Afganistan’ın halkına makul düzeyde kamu hizmeti sunamaması ve başta komşuları olmak üzere diğer ülkelerle etkileşim kuramaması gibi kendi işlerini yönetememesi, uluslararası güvenliği etkileyebilir. Bu nedenle son iki hafta içinde onlarca ses yükseldi ve doksanların hatalarının tekrarlanmaması için uyarıda bulundu.

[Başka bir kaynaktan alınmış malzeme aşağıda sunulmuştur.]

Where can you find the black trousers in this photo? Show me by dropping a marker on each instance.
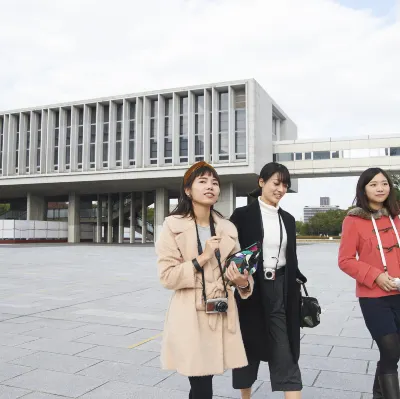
(201, 387)
(382, 318)
(284, 371)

O sıra dünya, Afgan savaş ağaları ile “Taliban” arasında çıkan ve dünyayı 11 Eylül olaylarına sürükleyen çatışmalara sırtını dönmüştü.
Mevcut uluslararası an, başkaları aracılığıyla kendini sevme anlamında çok fazla narsisizm gerektiriyor. Buradaki mesele, aslında dar benliğin ötesine geçerek küresel benliğe katılmanın, terörün tuzaklarından uzak, güvenli ve güven verici bir toplumun tüm anlamlarını içeriyor.

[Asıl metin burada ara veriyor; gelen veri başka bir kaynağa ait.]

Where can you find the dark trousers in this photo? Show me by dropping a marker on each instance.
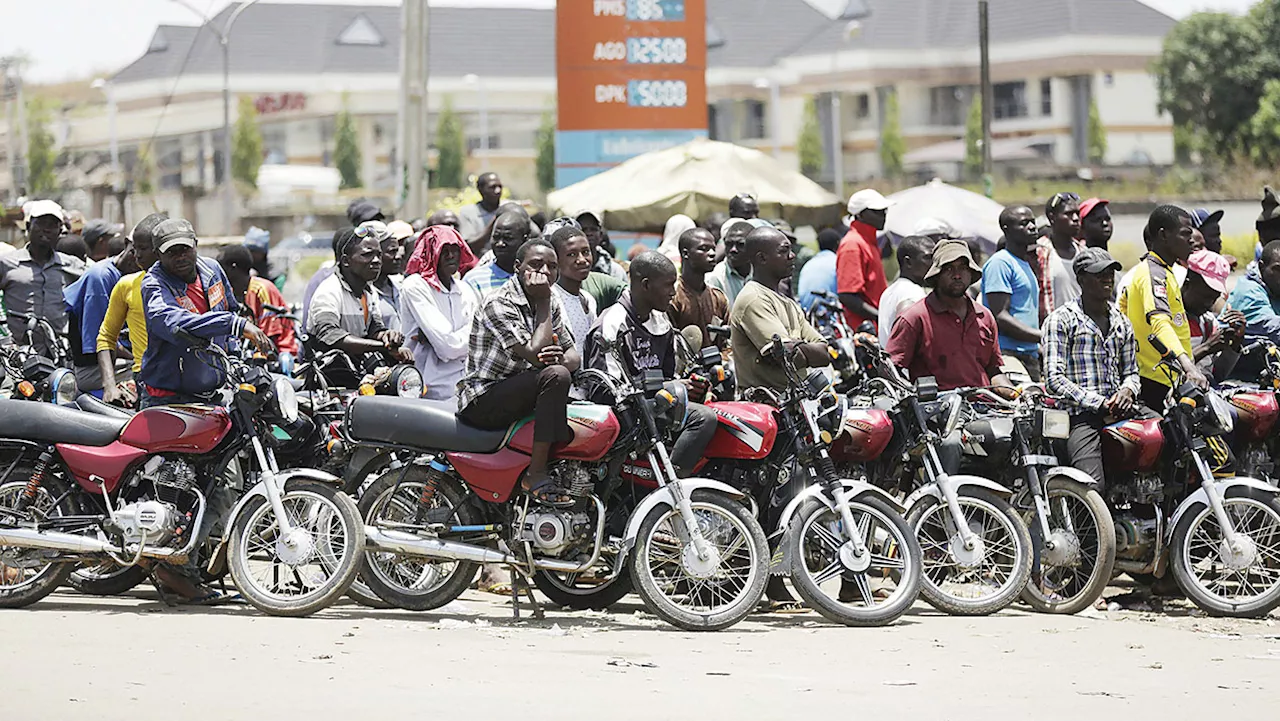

Afgan topraklarının bir kez daha hırsızların ve teröristlerin sığınağına dönüşeceğini hayal eden karanlık grupların olduğu bir sır değil. Dünya, Taliban’a yanıt vermek amacıyla hangi senaryoları hızlandırmalı? Burada yaklaşık 38 milyon insan var ve bunların üçte biri yoksulluk içinde yaşıyor. Su, elektrik, sağlık hizmeti, para veya besin yok. İki gün önce, küresel ekonomik danışmanlık şirketi Fitch, ABD kuvvetlerinin ülkeden hızla çekilmesi ve Taliban’ın yeniden iktidara gelmesinin ardından Afgan ekonomisinin çökme olasılığının yüksek olduğunu açıkladı.

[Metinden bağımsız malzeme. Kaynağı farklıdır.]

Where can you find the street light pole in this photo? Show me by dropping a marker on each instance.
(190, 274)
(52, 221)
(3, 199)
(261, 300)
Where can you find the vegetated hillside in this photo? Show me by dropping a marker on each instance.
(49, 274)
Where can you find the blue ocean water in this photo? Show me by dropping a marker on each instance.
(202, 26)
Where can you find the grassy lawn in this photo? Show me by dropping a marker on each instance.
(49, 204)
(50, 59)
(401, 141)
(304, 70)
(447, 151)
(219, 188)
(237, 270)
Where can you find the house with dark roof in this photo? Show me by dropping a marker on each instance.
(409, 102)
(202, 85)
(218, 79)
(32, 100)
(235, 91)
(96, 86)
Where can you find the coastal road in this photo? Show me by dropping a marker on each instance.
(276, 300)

Bu çöküş, Taliban'ın ülkenin bütün çıkışlarını dış dünyaya kapatma gücünü kaybettiği anlamına geliyor. Açlık, ölüm kalım denklemini eşit hale getirecek ve buna bağlı olarak küresel terörizm, Afgan bedeninin Aşil topuğunu bulacaktır. Uluslararası terörizmin unsurlarının özellikle Avrupa'ya gidecek olan mülteci kalabalığına sızma ihtimalinin artmasından bahsetmiyorum bile.
ABD Merkezi İstihbarat Teşkilatı (CIA) Başkanı ve ülkenin en deneyimli ve saygın yetkililerden biri olan eski Savunma Bakanı Leon Panetta'nın ağırlığına ve deneyimine sahip birinin: Amerika'nın Amerikalıları hedef almaya çalışan bir grup terör örgütüyle başa çıkmak için tekrar Afganistan'a dönmesi gerektiği beklentisi, Başkan Biden'ın orada bitmeyen süreçle ilgili sözlerinin doğru olduğu anlamına geliyor.
Afgan geçmişinden kaçınmanın ve tarihin tekerrür etmemesinin tek yolu, Amerika'nın boşalttığı etki alanlarını bir an önce doldurmaya yönelik uluslararası bir plandır. Bu planın yakında değil, bugün başlaması gerekiyor.
Rusya şu anda olumlu ve rasyonel bir şekilde müdahale etmelidir. Nitekim herkesin herkesle mücadele ettiği bir ortama girmeme bahanesiyle yaşanan gecikme, daha sonra yeniden silahlı mücadeleye girmeyi zorunlu kılacaktır.
Çin'e gelince, inisiyatif almadığı takdirde Afganistan'daki Uygur mültecileri kendi iç ve dış yollarının kenarlarında mayın olarak kullanan kimseleri bulacaktır.
Taliban önemli bir geçiş aşamasında bulunuyor ve dünya, onu tüm etnik kökenlerin yer alacağı katılımcı bir devlet inşa etmeye sevk etmelidir. Balkan senaryosunun tekrarı anlamına gelen etnik ve kabilesel olarak parçalanmış bir devlete dönüşmesine gelince, bu, günahın sırrının son otuz yıldan daha büyük bir gaddarlıkla yeniden hayat öpücüğü alacağı anlamına gelir.